その少女は言った。「お母さんがおうちにお金を持って来てお父さんがやりくりしているの。」


主語になるのはお父さんだけではなく, お母さんはもちろん, 自分の選挙区の住民に一肌脱いでいる代議士でもOKです。 
例文: The local people expected their representative  to bring home the bacon.
地元では代議士先生がおいしい話を持ってくるのを期待していた。


さらに会社が主語になったり, チームが主語になると「稼ぎがある」または「事業がうまくいく」「勝つ」というように意味が広がります。
例文: The company will bring home the bacon again for this quarter.
その会社はこの四半期に再び収益をあげるだろう。
例文: Our school baseball team brought home the bacon.
我校の野球チームは勝利した。


さらにライトハウス英和辞典は次のように行為が主語になった文を例文にしています。
例文: His writing didn't bring home the bacon.
彼の文筆では生計が立てられなかった。





この慣用句の起源についてはロンドンの北50キロほどにある, エセックス州グレート・ダンモウという町で Whitmonday (聖霊降臨祭の翌日の月曜日;復活祭後の第7月曜日)に行われる Dunmow Flitch Trial ('ダンモウわき腹肉ベーコン裁判')にあるとする説があります。

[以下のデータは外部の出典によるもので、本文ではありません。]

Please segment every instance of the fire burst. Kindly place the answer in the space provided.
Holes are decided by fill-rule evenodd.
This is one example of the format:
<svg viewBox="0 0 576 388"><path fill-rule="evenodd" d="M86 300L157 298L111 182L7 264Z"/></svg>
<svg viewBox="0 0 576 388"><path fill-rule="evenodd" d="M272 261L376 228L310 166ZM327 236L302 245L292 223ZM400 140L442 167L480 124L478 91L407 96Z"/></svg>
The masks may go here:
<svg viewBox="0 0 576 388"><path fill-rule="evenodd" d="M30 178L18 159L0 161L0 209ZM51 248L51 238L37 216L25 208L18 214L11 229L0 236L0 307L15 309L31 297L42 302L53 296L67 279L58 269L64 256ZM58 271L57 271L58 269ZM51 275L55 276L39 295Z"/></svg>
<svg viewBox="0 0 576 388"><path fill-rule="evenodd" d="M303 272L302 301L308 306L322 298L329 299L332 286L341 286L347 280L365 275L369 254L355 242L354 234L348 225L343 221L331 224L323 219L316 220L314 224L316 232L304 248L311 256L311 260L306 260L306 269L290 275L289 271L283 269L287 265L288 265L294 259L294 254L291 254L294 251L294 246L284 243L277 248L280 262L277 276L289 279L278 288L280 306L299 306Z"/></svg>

Dumow Flitch Trial は, 自分たちは1年間, 円満であったと自己申告して来た夫婦を裁判にかけ, 認められた夫婦にわき腹肉のベーコン(flitch)をあげみこしに祭り上げて街中を歩くというイベントです。 


この起源は1104年, 新しくできた小修道院へ地元の領主夫妻が質素な身なりで現れ, 結婚生活の祝福を求めたところ, 感動した院長がわき腹肉のベーコンを与えましたことにあります。 その後, 領主夫妻は,小修道院に土地を寄付したのですが, 条件として, 自分たちと同じように献身的な夫婦にわき腹肉のベーコンを与えることを求めました。 それから4年に一度の Whitmonday になるとイギリス全土からわき腹肉のベーコンの「栄誉」を求めてイギリス全土から善良な夫婦が集まったということです。
(The Official Dunmow Flitch Trials Committee website http://www.dunmowflitchtrials.co.uk/index.html より)
なお上記のサイトには, 現実にベーコンのわき腹肉をもらった夫婦のリストがあります。 それによる2000年に4組, 2004年に3組が選ばれたようです。 
現在はイギリスだけではなく, 世界中から参加者を募集しているようです。 もし円満な夫婦でしたら, 次回の2008年7月12日の Dunmow Flitch Trials に参加してみてはいかかですか。





さて, 実は, このように書いておきながら, この慣用句の起源が Dumow Flitch Trial にあるのかちょっと疑問があります。 というのは上記のサイトにはどこにも bring home the bacon の起源はここにありとは書いてはいないのです。 しかも, この慣用句の文献初出はOEDによると Dumow Flitch Trial よりもはるかに時代を経た1908年だということですから, 何か別に起源があるような気もします。